Background: Real-world data demonstrate that approximately 50% of psoriasis patients treated with a biologic agent will discontinue the drug because of a loss in efficacy. History of previous therapy with another biologic, female sex, and obesity were identified as predictors of drug discontinuations, but their individual predictive value is low. Objectives: To determine whether machine learning algorithms can produce models that can accurately predict outcomes of biologic therapy in psoriasis on an individual patient level. Results: All tested machine learning algorithms could accurately predict the risk of drug discontinuation and its cause (e.g. lack of efficacy vs adverse event). The learned generalized linear model achieved a diagnostic accuracy of 82%, requiring under 2 seconds per patient using the psoriasis patients dataset. Input optimization analysis established a profile of a patient who has the best chances of long-term treatment success: biologic-naive patient under 49 years, early-onset plaque psoriasis without psoriatic arthritis, weight < 100 kg, and moderate-to-severe psoriasis activity (DLQI ≥ 16; PASI ≥ 10).

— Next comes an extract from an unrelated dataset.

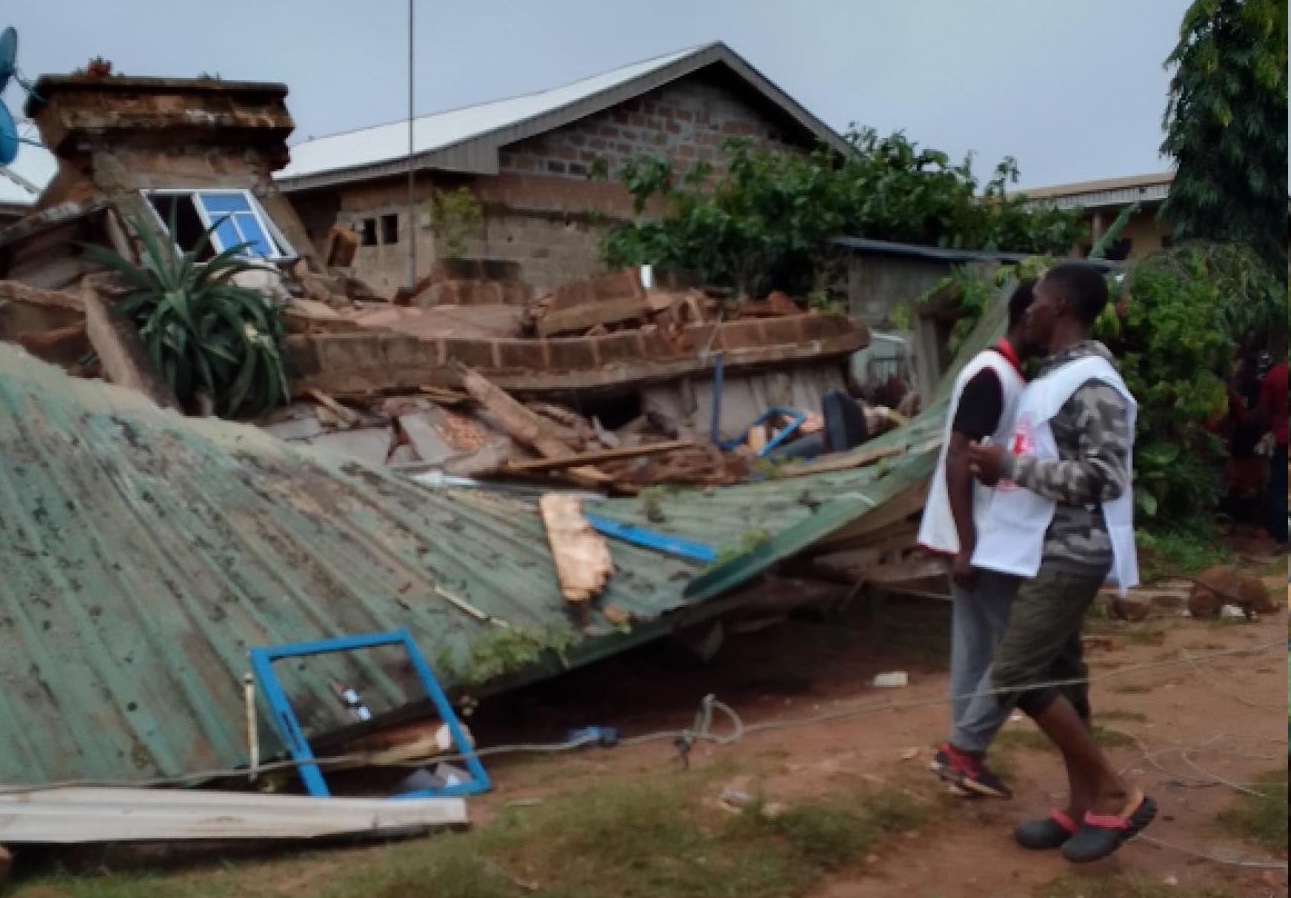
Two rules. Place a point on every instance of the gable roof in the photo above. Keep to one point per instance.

Moreover, a different generalized linear model is used to predict the length of treatment for each patient with mean absolute error (MAE) of 4.5 months. However, Pearson Correlation Coefficient indicates 0.935 linear dependencies between the actual treatment lengths and predicted ones. Conclusions: Machine learning algorithms predict the risk of drug discontinuation and treatment duration with accuracy exceeding 80%, based on a small set of predictive variables. This approach can be used as a decision-making tool, communicating expected outcomes to the patient, and in the development of evidence-based guidelines.